Topical corticosteroids (dipropionate betamethasone 0.05%) were initially efficient, but relapse occurred after stopping treatment. Because of recent septic arthritis, we were not inclined to introduce systemic corticosteroids. Dupilumab (600 mg at initial dosing and then 300 mg every 2 weeks) was therefore started. Cutaneous lesions and pruritus were dramatically improved during the first month, and complete remission was achieved at 3 months.

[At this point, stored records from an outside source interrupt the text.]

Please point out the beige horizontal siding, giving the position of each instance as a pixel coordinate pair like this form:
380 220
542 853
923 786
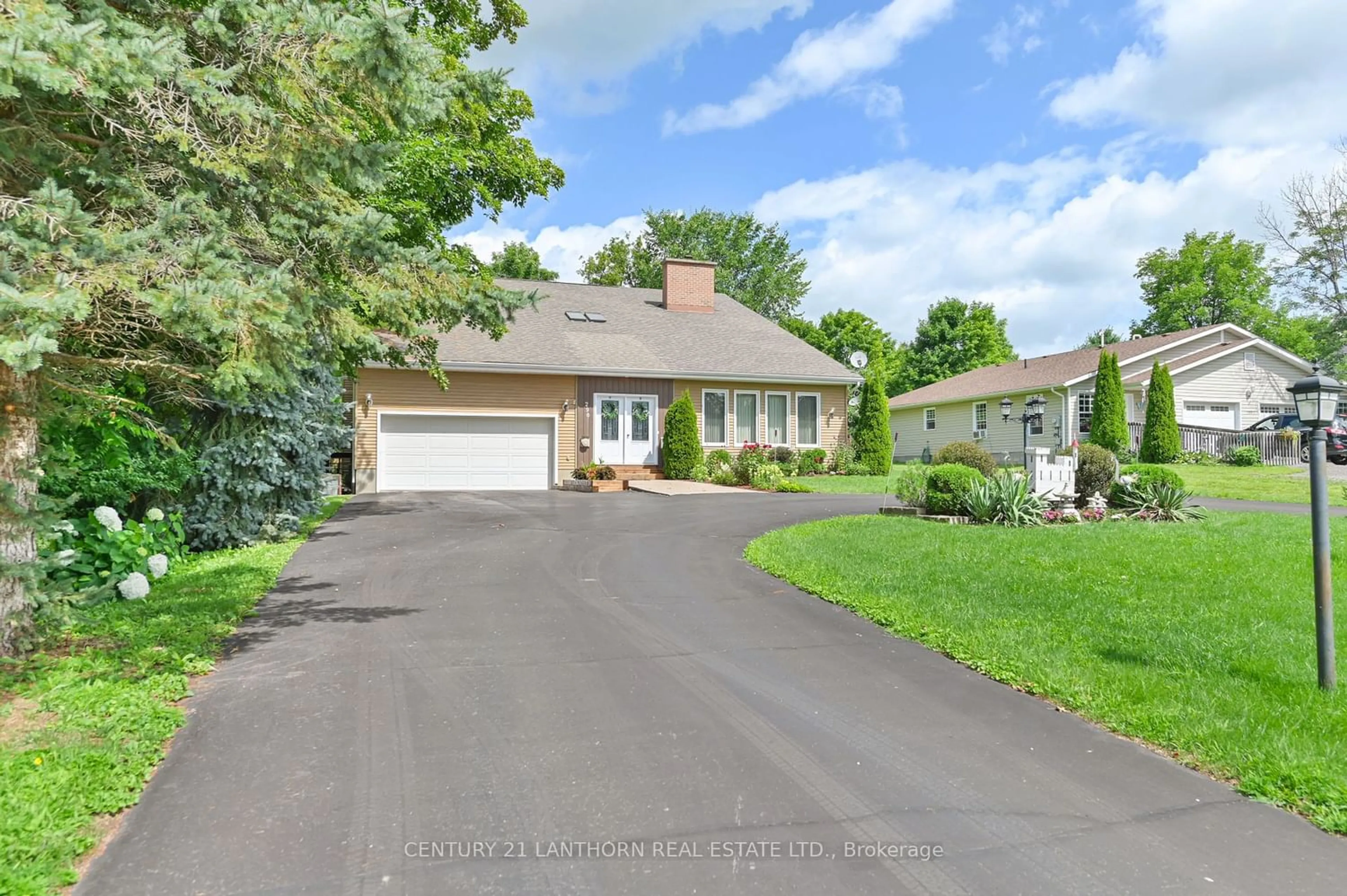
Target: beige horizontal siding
832 409
954 424
487 392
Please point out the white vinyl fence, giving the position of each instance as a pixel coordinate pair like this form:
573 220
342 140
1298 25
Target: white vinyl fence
1276 449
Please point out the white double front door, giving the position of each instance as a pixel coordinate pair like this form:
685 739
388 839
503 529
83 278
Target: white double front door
625 429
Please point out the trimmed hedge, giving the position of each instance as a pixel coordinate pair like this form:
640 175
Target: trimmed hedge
1094 472
682 449
947 488
966 454
1160 443
1147 476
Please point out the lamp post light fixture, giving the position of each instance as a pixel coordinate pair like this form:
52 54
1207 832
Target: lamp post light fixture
1034 409
1316 405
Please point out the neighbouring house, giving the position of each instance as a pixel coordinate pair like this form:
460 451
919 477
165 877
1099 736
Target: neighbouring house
1225 378
587 376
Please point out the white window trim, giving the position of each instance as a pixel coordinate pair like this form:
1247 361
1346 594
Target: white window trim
725 395
818 418
758 426
768 394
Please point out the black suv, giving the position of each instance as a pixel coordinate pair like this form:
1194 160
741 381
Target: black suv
1337 434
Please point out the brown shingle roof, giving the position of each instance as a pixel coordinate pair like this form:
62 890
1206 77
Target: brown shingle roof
640 339
1036 374
1197 358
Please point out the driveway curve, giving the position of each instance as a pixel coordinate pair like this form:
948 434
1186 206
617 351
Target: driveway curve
564 693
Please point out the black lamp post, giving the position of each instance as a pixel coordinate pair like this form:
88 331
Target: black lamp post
1316 405
1032 416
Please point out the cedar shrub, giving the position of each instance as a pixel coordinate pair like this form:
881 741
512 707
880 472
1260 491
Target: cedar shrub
682 448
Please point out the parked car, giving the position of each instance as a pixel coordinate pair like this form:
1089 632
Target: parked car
1337 434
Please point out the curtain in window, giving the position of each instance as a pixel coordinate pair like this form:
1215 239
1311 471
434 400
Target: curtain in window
779 419
745 418
807 419
713 418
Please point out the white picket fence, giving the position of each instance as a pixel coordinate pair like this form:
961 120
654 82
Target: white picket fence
1276 449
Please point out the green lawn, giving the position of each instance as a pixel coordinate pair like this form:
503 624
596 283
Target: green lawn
1246 483
1254 483
85 721
1195 638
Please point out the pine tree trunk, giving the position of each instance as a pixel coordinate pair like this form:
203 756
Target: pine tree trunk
18 449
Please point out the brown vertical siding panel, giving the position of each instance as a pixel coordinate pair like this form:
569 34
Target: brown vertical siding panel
488 392
587 387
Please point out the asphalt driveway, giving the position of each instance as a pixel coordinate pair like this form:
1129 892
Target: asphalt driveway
603 677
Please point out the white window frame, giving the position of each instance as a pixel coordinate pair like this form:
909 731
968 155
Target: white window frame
758 422
768 394
818 418
725 417
980 433
1081 414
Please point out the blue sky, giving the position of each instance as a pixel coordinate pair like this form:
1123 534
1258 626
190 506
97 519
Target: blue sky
1020 154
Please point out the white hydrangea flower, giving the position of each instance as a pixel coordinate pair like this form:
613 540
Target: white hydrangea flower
108 518
134 587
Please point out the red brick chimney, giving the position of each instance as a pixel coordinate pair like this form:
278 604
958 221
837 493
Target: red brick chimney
689 286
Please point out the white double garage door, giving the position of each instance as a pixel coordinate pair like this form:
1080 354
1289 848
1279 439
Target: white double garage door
442 453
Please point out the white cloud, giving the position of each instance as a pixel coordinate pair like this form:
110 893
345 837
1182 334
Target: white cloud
582 50
1019 32
1052 243
1225 73
819 62
561 250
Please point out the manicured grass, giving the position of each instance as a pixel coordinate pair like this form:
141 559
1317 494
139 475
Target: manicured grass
1254 483
1197 638
85 721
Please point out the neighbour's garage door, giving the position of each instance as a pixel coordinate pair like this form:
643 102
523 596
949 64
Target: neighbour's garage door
1202 414
437 453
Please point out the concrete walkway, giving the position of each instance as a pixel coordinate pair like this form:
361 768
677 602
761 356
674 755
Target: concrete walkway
682 487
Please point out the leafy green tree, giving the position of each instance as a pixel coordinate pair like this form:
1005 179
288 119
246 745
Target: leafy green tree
842 333
522 262
1109 424
682 449
872 438
1108 336
956 337
755 262
190 195
472 158
1160 443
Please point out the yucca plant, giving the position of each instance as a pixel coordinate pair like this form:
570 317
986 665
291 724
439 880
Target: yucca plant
1005 499
1159 502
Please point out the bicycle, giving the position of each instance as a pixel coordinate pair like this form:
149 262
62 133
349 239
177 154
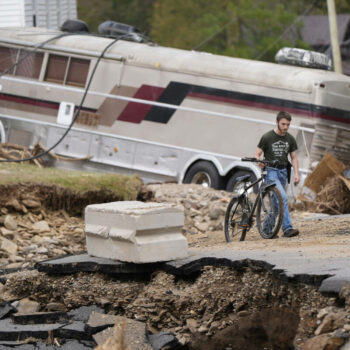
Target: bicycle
239 217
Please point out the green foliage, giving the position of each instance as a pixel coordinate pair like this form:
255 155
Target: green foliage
134 12
126 187
242 28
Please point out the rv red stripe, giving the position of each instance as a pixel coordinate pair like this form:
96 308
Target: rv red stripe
137 112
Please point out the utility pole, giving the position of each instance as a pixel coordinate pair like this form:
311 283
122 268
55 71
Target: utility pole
333 29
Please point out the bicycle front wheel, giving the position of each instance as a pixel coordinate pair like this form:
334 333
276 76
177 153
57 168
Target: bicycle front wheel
270 213
233 219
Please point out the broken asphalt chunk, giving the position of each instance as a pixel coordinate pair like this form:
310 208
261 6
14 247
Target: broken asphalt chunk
6 309
40 318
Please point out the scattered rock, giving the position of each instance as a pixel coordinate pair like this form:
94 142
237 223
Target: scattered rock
345 294
163 340
329 341
331 322
55 307
27 306
31 203
9 246
41 226
6 309
134 333
13 203
7 233
10 223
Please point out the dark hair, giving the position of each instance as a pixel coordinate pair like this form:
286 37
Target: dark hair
283 115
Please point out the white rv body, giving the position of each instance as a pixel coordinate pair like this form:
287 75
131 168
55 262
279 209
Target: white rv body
159 111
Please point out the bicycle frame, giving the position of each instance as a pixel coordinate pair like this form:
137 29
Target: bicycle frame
258 198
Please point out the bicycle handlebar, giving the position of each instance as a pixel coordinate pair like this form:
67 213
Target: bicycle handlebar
255 160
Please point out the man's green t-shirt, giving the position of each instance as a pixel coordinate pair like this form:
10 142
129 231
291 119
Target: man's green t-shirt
276 147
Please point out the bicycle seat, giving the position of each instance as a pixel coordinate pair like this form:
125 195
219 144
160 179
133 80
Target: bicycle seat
243 178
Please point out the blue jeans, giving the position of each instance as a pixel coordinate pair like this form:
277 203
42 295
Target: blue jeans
279 177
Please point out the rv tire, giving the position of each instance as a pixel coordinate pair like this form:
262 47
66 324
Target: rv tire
233 185
203 173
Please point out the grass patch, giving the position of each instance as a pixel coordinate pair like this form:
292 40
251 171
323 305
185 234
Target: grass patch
126 187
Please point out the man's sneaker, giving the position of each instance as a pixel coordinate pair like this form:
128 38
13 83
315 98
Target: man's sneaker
290 233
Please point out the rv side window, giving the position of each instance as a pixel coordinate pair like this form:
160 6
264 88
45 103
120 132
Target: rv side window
77 72
8 57
31 65
56 69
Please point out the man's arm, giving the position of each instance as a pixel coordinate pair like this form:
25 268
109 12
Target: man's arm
295 164
258 154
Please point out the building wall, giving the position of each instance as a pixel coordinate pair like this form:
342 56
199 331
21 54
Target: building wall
11 13
39 13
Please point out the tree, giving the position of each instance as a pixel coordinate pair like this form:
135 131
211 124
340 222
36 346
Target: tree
134 12
242 28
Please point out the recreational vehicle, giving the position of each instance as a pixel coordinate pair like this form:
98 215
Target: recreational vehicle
163 113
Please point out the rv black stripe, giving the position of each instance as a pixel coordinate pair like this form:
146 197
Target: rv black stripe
176 92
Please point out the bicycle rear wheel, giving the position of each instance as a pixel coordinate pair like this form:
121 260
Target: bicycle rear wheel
233 218
270 213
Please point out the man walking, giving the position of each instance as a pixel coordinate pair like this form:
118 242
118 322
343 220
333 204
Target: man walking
276 145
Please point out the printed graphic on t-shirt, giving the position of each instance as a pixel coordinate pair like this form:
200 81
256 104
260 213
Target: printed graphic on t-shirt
280 148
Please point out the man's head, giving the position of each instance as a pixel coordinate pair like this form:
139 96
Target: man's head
283 120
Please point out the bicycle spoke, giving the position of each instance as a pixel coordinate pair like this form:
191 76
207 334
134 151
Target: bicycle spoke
234 230
270 213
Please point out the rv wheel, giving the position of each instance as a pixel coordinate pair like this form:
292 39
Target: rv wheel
203 173
234 185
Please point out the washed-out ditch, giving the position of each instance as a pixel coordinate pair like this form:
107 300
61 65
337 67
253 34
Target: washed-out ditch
210 305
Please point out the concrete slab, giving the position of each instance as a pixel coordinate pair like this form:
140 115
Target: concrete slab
136 232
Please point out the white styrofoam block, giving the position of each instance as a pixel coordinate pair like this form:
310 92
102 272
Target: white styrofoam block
136 232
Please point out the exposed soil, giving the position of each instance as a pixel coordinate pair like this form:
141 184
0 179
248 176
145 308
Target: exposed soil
221 308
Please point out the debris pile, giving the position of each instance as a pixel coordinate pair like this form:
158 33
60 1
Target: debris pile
219 307
204 207
327 188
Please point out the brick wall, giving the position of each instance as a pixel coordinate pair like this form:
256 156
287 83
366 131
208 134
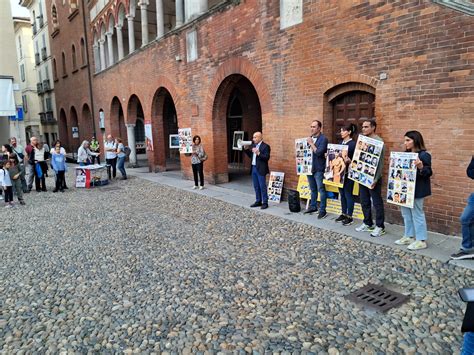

Blood eosinophil count substantially decreased following treatment to 660 G/L and serum IgE to 2430 UI/mL. After 12 months, because of complete remission, dupilumab injections were spaced every 3 weeks for 1 year without recurrence, then spaced every 4 weeks for 6 months and finally stopped (total duration of treatment: 30 months). With a current follow-up of 6 months after the last dupilumab injection, no relapse has occurred. No adverse effect related to dupilumab was noted.
PEO is a rare disease, classically occurring in elderly patients, and is often refractory to conventional therapies. The average duration of PEO is unknown and the follow-up reported in the literature is very variable, from a few months to several years (5). A recent review reported that only a proportion of patients with PEO responded well to treatment with oral corticosteroids, PUVA, oral retinoids, or a combination of PUVA with either topical corticosteroids or oral retinoids (5). The best response was observed with oral retinoids (complete remission in 7 patients out of 8 treated) (5). When achieved, the time to complete response varied from 25 days with oral retinoids or oral corticosteroids to more than 100 days for PUVA. Some authors also reported efficacy of methotrexate in PEO (6). On the other hand, safety in this population can be an issue as topical or systemic corticosteroids can induce severe side effects (diabetes, high blood pressure, osteoporosis, dermatoporosis), and methotrexate is frequently contraindicated because of anaemia or kidney failure in elderly patients. Finally, PUVA therapy is becoming less and less available in France.
The inhibition of the Th2 pathway in PEO therefore represents an attractive treatment approach. The safety of dupilumab was recently also confirmed in elderly atopic patients, without new side effects reported (7). Two articles previously suggested the efficacy of dupilumab in PEO. Teraki et al. (8) reported 2 elderly men with PEO refractory to systemic and topical steroids with rapid complete remission with dupilumab at 4 months. After 4 months, dupilumab injections were spaced every 4 weeks in both patients. PEO remission was persistent 10 months after spacing in 1 patient. For the other patient, dupilumab injections were later spaced every 6 weeks without PEO relapse 9 months later. No cessation of dupilumab was reported. Komatsu-Fujii et al. (9) reported a 65-year-old man with PEO refractory to topical and systemic corticosteroids who achieved complete remission with dupilumab at 14 weeks without relapse 4 weeks after dupilumab cessation. We report, with our case, the longest follow-up including 30 months of dupilumab treatment and 6 months’ follow-up after dupilumab cessation, without PEO relapse and without adverse events.
Our case confirms the rapid and long-term efficacy of dupilumab for PEO with good tolerance. The use of dupilumab may be an option for the treatment of PEO by inhibiting Th2 type immune reaction.